I was really wondering about all that and had so many questions, but I couldn’t figure out who to talk to about it. Not mom and dad, I couldn’t let them think I was a bad person who was thinking about this kind of dirty stuff. The kids I knew my own age, like James or Kenny, didn’t know any more than I did, and I didn’t trust Kenny not to tell his parents if I talked to him about it. Maybe I could talk to Danny, because he was older and might know more, and like James, he probably wouldn’t tell on me. But it would have to be when Danny and I were together with nobody else around. I also thought about Ricky, because he seemed to know EVERYTHING, but I didn’t see him very much.

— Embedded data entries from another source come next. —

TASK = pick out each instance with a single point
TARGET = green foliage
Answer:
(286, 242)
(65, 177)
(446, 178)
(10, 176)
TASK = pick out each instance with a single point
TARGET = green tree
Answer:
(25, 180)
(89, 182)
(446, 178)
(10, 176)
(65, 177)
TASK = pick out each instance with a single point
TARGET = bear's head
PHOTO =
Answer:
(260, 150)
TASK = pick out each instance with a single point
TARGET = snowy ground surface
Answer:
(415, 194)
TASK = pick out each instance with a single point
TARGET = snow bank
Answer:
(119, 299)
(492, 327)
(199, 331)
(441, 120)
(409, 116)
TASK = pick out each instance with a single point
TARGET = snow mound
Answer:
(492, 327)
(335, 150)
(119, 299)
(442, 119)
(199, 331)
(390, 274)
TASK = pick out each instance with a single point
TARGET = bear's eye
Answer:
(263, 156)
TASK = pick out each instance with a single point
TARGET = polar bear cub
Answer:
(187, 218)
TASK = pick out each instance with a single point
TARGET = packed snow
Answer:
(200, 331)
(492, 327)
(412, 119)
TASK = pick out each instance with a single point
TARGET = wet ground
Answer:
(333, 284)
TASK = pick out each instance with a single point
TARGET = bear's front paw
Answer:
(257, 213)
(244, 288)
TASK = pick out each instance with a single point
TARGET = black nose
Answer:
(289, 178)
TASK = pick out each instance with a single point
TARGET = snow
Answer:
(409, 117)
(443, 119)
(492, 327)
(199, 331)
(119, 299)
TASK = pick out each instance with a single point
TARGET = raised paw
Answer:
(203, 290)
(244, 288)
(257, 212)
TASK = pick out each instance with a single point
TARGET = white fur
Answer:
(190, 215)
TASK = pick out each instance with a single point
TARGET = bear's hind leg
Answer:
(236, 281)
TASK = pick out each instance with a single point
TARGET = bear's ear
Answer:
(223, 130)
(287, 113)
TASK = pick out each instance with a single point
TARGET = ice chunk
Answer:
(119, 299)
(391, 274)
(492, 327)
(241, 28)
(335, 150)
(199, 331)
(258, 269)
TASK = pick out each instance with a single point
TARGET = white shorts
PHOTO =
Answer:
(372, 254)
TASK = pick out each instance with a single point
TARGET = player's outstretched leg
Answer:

I thought about Molly and I talking about it, and just thinking about doing that with her was exciting. But she would have to talk about it first, because if I did, I was worried she would think I was a bad person and wouldn’t want to play with me anymore. That would be the worst thing ever. But since I was worried about that, I wondered if she’d be worried about talking about it first because she would think that I would think she was a bad person. I wouldn’t think that, but if I was worried about it she might be worried too. It was a problem I just couldn’t figure out!